August Strindberg once claimed in his profound, deranged seriousness that the stars in the sky were peepholes in a wall. Occasionally I was reminded of that when observing the endless stream of souls descending the stairs to masturbate in the darkness of the cellar booths as they watched the illuminated screens. The world around them was closed off, and one of the few ways they could look out was through these boxes. They never told anyone what they saw, it belonged to the unmentionable; it was incompatible with everything a normal life entailed, and most of those who went there were normal men. But it was not the case that the unmentionable was reserved for the world above, it also applied down below, at any rate if one were to judge from their behavior, where no one spoke, no one looked at the others, the solipsistic paths they all trod, from the stairs, to shelves of films, to counter, to booth, and back to the stairs. The fact that there was something essentially laughable about this, this row of men sitting with their pants round their knees, each in his own booth, grunting and groaning and pulling at their penises while watching films of women having intercourse with horses or dogs, or men with lots of other men, could not have escaped their attention, but neither could they acknowledge it, since true laughter and true desire are incompatible, and it was desire that had driven them here. But why here? All the films you could see in US VIDEO were also available on the net, and could therefore be viewed in absolute isolation without the risk of being seen by others. So there must have been something in the unmentionable situation itself that they sought. Either the lowness, the vileness, or the squalidness of it, or the closed-off-ness. I had no idea, this was foreign territory for me, but I couldn’t help thinking about it, for every time I gazed in that direction someone was going down to the cellar.

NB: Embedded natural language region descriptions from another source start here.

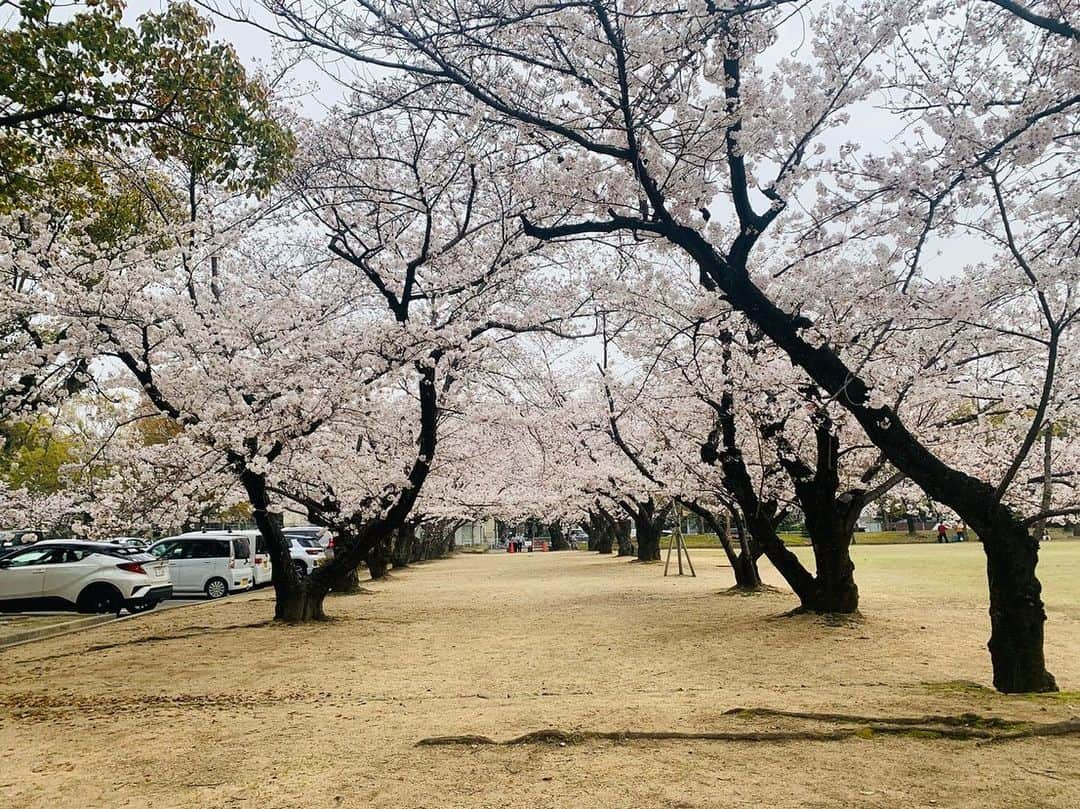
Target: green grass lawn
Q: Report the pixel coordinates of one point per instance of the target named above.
(863, 538)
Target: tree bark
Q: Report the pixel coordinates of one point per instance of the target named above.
(558, 540)
(404, 545)
(345, 581)
(300, 604)
(1016, 611)
(378, 558)
(648, 540)
(622, 538)
(835, 579)
(1048, 481)
(601, 533)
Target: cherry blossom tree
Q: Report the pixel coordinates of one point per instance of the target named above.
(688, 129)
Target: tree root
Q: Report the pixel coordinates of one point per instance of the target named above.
(759, 590)
(964, 727)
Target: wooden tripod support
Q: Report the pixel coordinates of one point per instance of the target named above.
(676, 540)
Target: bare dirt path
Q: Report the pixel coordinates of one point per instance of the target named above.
(218, 706)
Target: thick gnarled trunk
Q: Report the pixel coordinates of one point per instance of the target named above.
(378, 558)
(298, 605)
(1016, 611)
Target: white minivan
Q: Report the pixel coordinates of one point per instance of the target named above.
(215, 564)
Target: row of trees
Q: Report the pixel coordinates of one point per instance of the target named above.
(588, 260)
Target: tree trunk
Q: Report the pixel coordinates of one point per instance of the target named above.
(648, 540)
(743, 563)
(403, 545)
(345, 580)
(622, 538)
(835, 580)
(601, 533)
(378, 558)
(745, 566)
(1048, 481)
(1016, 610)
(301, 604)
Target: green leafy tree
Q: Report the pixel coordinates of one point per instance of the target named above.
(89, 84)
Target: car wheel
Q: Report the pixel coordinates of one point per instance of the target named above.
(99, 598)
(216, 589)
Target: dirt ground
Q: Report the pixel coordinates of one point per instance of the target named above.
(214, 705)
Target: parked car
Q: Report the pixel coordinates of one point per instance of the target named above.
(314, 531)
(215, 564)
(129, 541)
(307, 553)
(90, 577)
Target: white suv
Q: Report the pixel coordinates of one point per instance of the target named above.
(306, 552)
(212, 564)
(91, 577)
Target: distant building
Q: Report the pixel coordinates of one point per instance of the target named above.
(480, 533)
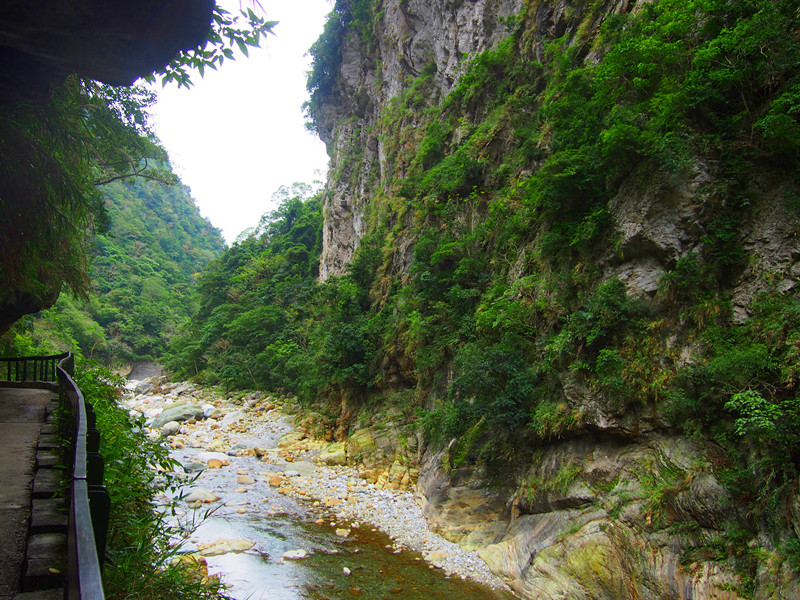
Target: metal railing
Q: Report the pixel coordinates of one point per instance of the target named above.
(89, 502)
(34, 369)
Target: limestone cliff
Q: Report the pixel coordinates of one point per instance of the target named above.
(581, 244)
(410, 36)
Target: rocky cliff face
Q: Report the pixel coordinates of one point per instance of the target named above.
(613, 499)
(413, 35)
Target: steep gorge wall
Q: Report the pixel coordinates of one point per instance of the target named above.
(410, 36)
(612, 497)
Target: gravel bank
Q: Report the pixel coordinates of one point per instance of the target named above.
(251, 429)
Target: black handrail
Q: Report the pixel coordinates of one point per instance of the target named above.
(32, 368)
(89, 502)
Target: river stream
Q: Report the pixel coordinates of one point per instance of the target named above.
(342, 559)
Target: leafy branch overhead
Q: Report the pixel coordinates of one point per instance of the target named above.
(227, 31)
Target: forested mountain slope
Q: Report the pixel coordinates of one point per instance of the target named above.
(143, 271)
(560, 240)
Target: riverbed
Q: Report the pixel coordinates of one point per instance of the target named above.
(304, 530)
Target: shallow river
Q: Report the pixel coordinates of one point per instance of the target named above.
(278, 524)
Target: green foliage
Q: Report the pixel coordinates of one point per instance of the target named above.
(141, 543)
(326, 52)
(477, 289)
(256, 321)
(143, 271)
(241, 31)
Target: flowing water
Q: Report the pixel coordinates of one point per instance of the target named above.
(361, 562)
(279, 524)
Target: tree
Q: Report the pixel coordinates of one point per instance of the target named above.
(54, 155)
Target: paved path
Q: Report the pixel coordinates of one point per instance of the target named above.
(22, 414)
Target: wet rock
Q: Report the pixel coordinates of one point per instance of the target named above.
(177, 413)
(333, 454)
(200, 495)
(170, 428)
(226, 546)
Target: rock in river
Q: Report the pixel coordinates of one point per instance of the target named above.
(178, 413)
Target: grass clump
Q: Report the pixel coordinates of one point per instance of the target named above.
(143, 559)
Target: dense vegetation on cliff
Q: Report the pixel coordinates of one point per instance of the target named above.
(490, 290)
(143, 270)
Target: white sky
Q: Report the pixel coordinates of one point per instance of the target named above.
(238, 133)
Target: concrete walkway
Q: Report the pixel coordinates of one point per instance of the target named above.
(22, 415)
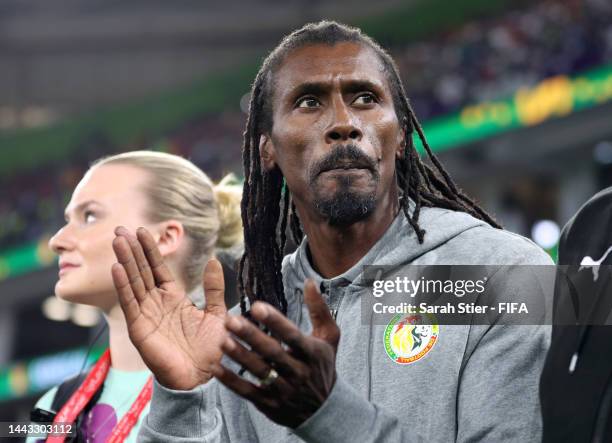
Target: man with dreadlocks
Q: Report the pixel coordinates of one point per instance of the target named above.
(328, 153)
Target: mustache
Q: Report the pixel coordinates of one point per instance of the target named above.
(344, 157)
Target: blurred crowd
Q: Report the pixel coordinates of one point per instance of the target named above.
(482, 60)
(491, 59)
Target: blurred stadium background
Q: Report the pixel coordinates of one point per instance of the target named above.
(515, 97)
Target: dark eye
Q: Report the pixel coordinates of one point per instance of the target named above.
(89, 217)
(307, 102)
(365, 99)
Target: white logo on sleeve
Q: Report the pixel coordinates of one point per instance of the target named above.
(588, 262)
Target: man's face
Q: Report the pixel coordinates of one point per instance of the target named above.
(335, 134)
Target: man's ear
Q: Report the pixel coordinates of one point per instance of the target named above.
(171, 235)
(401, 145)
(267, 152)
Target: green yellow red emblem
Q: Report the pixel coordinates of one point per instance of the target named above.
(409, 338)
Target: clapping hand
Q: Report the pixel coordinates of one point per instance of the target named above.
(295, 379)
(177, 341)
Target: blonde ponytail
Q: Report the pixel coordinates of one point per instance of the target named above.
(228, 193)
(179, 190)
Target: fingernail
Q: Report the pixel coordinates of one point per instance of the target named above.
(216, 370)
(261, 310)
(229, 344)
(234, 323)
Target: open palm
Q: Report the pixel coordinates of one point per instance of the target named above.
(177, 341)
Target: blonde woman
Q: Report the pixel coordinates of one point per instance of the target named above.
(190, 219)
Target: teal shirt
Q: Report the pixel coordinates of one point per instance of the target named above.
(120, 391)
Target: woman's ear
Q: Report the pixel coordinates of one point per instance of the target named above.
(171, 235)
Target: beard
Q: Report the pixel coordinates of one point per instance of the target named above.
(347, 204)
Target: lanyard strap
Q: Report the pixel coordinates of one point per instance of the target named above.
(86, 391)
(123, 428)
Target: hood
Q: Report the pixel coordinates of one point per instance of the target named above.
(587, 237)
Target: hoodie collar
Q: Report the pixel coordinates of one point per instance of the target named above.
(397, 246)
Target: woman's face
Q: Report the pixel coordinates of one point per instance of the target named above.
(106, 197)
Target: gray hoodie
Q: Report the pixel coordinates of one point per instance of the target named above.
(478, 383)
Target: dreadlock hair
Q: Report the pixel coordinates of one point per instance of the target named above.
(267, 207)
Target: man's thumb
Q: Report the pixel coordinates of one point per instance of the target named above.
(323, 324)
(214, 286)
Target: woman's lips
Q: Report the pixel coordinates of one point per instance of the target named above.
(65, 267)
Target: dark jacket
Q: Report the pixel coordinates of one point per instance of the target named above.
(576, 384)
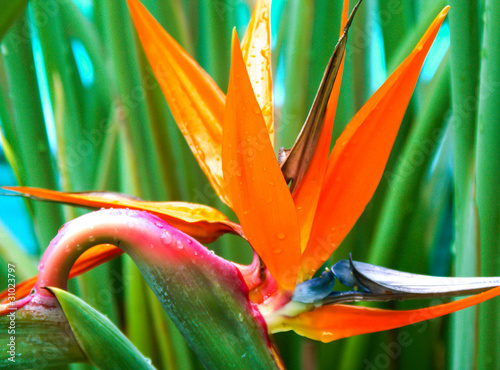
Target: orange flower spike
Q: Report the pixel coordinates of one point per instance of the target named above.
(254, 181)
(202, 222)
(329, 323)
(358, 159)
(256, 49)
(195, 100)
(306, 197)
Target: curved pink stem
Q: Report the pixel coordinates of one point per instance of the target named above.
(141, 235)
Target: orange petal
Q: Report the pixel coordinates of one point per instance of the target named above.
(253, 178)
(256, 49)
(329, 323)
(195, 100)
(201, 222)
(87, 261)
(306, 197)
(358, 159)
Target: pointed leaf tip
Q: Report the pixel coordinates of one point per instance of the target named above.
(256, 49)
(195, 100)
(253, 178)
(359, 156)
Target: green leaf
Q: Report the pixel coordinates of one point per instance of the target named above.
(105, 346)
(37, 336)
(11, 10)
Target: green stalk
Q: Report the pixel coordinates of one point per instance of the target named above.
(217, 19)
(34, 153)
(394, 27)
(119, 36)
(296, 62)
(140, 329)
(487, 180)
(61, 70)
(464, 60)
(11, 10)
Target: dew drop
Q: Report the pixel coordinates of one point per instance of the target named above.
(166, 237)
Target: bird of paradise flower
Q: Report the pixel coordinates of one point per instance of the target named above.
(294, 213)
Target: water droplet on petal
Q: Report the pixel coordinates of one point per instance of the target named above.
(166, 237)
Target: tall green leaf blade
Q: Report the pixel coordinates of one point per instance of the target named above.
(104, 345)
(487, 180)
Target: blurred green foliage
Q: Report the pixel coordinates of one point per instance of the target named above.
(81, 110)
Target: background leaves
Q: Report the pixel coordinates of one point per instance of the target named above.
(80, 110)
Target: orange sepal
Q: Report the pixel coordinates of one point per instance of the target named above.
(329, 323)
(254, 181)
(306, 197)
(90, 259)
(195, 100)
(201, 222)
(256, 49)
(358, 159)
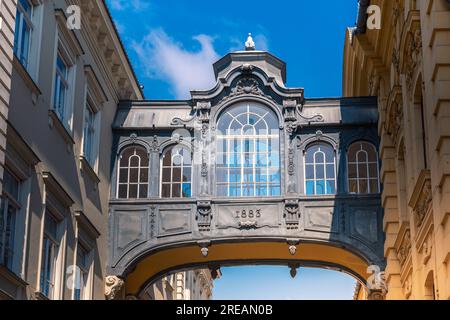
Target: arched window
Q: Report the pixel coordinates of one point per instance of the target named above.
(320, 170)
(176, 179)
(133, 174)
(248, 152)
(363, 168)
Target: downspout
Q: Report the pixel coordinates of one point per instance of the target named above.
(361, 23)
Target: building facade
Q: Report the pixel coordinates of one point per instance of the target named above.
(406, 64)
(62, 84)
(248, 172)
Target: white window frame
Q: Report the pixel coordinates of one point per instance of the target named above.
(62, 51)
(129, 167)
(23, 17)
(171, 167)
(8, 199)
(255, 138)
(58, 257)
(314, 164)
(367, 163)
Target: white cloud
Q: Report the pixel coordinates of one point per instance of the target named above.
(165, 59)
(261, 42)
(136, 5)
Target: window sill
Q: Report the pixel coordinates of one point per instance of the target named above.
(26, 77)
(85, 166)
(40, 296)
(12, 277)
(54, 121)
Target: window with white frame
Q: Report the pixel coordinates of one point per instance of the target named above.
(10, 207)
(248, 152)
(23, 29)
(176, 179)
(320, 169)
(90, 134)
(83, 278)
(61, 87)
(50, 253)
(363, 171)
(133, 174)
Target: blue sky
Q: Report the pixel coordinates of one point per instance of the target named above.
(172, 46)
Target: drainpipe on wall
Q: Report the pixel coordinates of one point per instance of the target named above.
(361, 22)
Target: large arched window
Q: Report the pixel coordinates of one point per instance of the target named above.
(133, 174)
(248, 152)
(320, 170)
(176, 179)
(363, 168)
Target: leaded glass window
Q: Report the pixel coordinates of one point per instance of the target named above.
(363, 176)
(248, 152)
(133, 174)
(320, 170)
(176, 180)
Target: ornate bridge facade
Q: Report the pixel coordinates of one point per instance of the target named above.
(249, 172)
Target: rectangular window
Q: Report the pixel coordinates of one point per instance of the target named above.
(89, 148)
(82, 278)
(9, 210)
(61, 89)
(50, 251)
(23, 29)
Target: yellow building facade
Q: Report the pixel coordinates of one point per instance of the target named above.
(406, 64)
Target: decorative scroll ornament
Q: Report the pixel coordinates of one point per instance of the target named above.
(204, 215)
(204, 247)
(201, 112)
(405, 248)
(113, 285)
(294, 118)
(292, 214)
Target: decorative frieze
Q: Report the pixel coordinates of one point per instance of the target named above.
(204, 215)
(113, 286)
(292, 214)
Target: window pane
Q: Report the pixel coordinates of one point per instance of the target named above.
(176, 175)
(143, 191)
(362, 170)
(186, 189)
(309, 172)
(134, 175)
(186, 174)
(363, 186)
(373, 170)
(165, 192)
(330, 171)
(144, 175)
(320, 171)
(319, 157)
(310, 187)
(331, 188)
(352, 171)
(320, 187)
(123, 191)
(166, 174)
(353, 186)
(176, 190)
(134, 161)
(133, 191)
(374, 186)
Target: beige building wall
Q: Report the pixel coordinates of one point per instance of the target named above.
(407, 65)
(187, 285)
(45, 154)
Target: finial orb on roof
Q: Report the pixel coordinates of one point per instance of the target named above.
(250, 44)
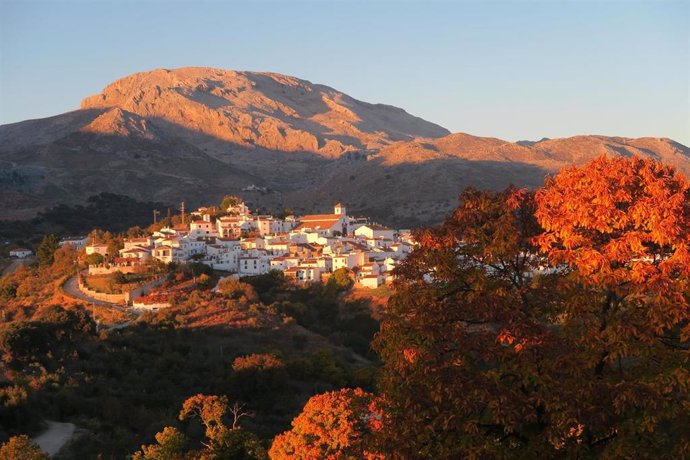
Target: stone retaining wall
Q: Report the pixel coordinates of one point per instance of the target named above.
(123, 298)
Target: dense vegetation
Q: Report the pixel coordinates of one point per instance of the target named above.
(123, 385)
(105, 210)
(547, 324)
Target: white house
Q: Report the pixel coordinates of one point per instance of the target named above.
(20, 253)
(98, 248)
(76, 242)
(375, 232)
(325, 224)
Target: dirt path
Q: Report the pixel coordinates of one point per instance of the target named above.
(56, 436)
(71, 287)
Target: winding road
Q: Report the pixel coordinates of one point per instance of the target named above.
(56, 436)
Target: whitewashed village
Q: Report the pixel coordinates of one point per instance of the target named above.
(306, 249)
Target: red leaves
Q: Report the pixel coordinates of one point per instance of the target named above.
(615, 213)
(332, 425)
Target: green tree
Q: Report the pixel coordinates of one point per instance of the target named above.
(21, 448)
(341, 279)
(94, 259)
(454, 388)
(46, 250)
(229, 200)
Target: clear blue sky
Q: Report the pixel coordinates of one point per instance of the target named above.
(514, 70)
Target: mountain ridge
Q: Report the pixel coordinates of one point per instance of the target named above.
(200, 133)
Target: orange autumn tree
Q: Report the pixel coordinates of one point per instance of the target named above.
(463, 339)
(546, 327)
(620, 228)
(334, 425)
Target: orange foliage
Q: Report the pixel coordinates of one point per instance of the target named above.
(334, 426)
(618, 220)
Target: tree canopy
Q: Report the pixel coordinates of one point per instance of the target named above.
(546, 326)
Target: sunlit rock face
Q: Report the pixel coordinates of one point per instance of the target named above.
(268, 110)
(198, 134)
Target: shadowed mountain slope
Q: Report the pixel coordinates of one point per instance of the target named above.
(196, 134)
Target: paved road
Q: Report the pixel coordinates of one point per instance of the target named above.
(15, 265)
(56, 436)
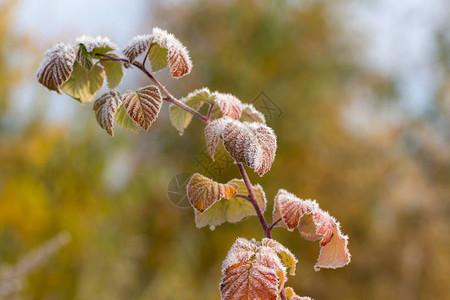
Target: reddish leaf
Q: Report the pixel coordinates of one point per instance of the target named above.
(291, 295)
(226, 105)
(313, 223)
(57, 66)
(251, 271)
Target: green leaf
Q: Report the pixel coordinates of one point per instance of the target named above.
(114, 71)
(57, 66)
(125, 121)
(179, 118)
(157, 56)
(105, 108)
(83, 84)
(231, 210)
(143, 105)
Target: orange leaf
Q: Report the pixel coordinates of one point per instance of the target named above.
(313, 223)
(251, 271)
(143, 106)
(203, 192)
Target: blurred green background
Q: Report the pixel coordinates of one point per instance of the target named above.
(360, 105)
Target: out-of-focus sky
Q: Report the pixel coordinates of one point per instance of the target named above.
(397, 34)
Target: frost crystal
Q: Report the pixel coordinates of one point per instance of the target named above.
(57, 66)
(96, 42)
(137, 46)
(254, 143)
(313, 224)
(250, 114)
(179, 61)
(204, 192)
(177, 56)
(105, 109)
(229, 105)
(251, 272)
(143, 106)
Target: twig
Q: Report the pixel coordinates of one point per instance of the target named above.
(169, 98)
(253, 200)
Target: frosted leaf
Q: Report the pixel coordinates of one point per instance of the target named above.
(144, 105)
(125, 121)
(180, 118)
(333, 252)
(288, 258)
(213, 132)
(113, 70)
(158, 57)
(313, 223)
(226, 105)
(250, 280)
(251, 272)
(163, 48)
(99, 44)
(57, 66)
(250, 114)
(291, 209)
(105, 109)
(291, 295)
(179, 61)
(83, 83)
(241, 251)
(307, 228)
(269, 258)
(137, 46)
(202, 192)
(253, 144)
(233, 210)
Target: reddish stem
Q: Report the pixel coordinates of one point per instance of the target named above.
(252, 199)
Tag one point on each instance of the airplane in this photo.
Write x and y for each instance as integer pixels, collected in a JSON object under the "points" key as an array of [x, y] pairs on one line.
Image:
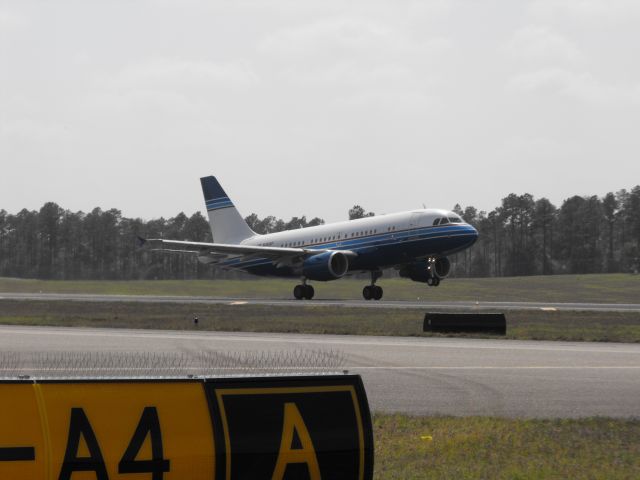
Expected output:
{"points": [[416, 243]]}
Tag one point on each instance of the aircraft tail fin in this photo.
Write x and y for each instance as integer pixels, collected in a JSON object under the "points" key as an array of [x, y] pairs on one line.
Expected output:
{"points": [[227, 225]]}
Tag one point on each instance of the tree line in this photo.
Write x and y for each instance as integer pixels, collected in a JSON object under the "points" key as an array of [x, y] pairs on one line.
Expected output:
{"points": [[522, 236]]}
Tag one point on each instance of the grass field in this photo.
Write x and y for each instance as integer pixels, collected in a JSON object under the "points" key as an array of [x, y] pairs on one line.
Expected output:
{"points": [[495, 448], [533, 325], [610, 288]]}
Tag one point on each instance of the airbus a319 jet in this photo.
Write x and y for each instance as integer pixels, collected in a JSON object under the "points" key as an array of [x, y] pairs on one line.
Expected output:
{"points": [[415, 242]]}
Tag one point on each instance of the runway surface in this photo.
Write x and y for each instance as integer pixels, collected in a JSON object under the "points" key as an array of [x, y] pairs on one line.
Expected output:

It was not unusual for the police to show up, but they generally appeared as a result of the demonstrations that were regularly staged outside. They left the place itself alone, to the enormous disgruntlement of the demonstrators. All they could do was stand there with their banners, shout slogans, and boo every time someone went in or came out, under the watchful eye of the police who stood shoulder to shoulder with shields, helmets and batons, keeping them under surveillance.

“What’s that?” Linda asked from behind me.

I turned and looked at her.

“Are you awake?”

“More or less,” she said.

“I can’t get to sleep,” I said. “And there are police cars outside. Go back to sleep.”

She closed her eyes. Down on the street, the door opened. Two policemen came into view. Behind them were two more. They were holding a man between them, so tight that his feet were off the ground. It looked brutal, but presumably it was necessary because the man’s trousers were around his knees. When they came out they let go of him and he fell onto all fours. Two more officers came out. The man got to his feet and pulled up his trousers. One of the officers cuffed his hands behind his back, another escorted him into the car. As the other policemen began to get in, two of the shop employees came onto the street. They stood with their hands in their pockets watching the vehicles starting up, driving down the street, and disappearing from view as their hair slowly went white with the falling snow.

I padded into the living room. The light from the streetlamps hanging from cables above the street shone dimly against the walls and floor. I watched TV for a while. I kept thinking it might worry Linda if she woke up and came in. Any irregularities or any suggestion of excess could remind her of the manic periods her father went through when she was growing up. I switched it off, took one of the art books from the shelf above the sofa instead, and sat flicking through it. It was a book about Constable I had just bought. Mostly oil sketches, studies of clouds, countryside, sea.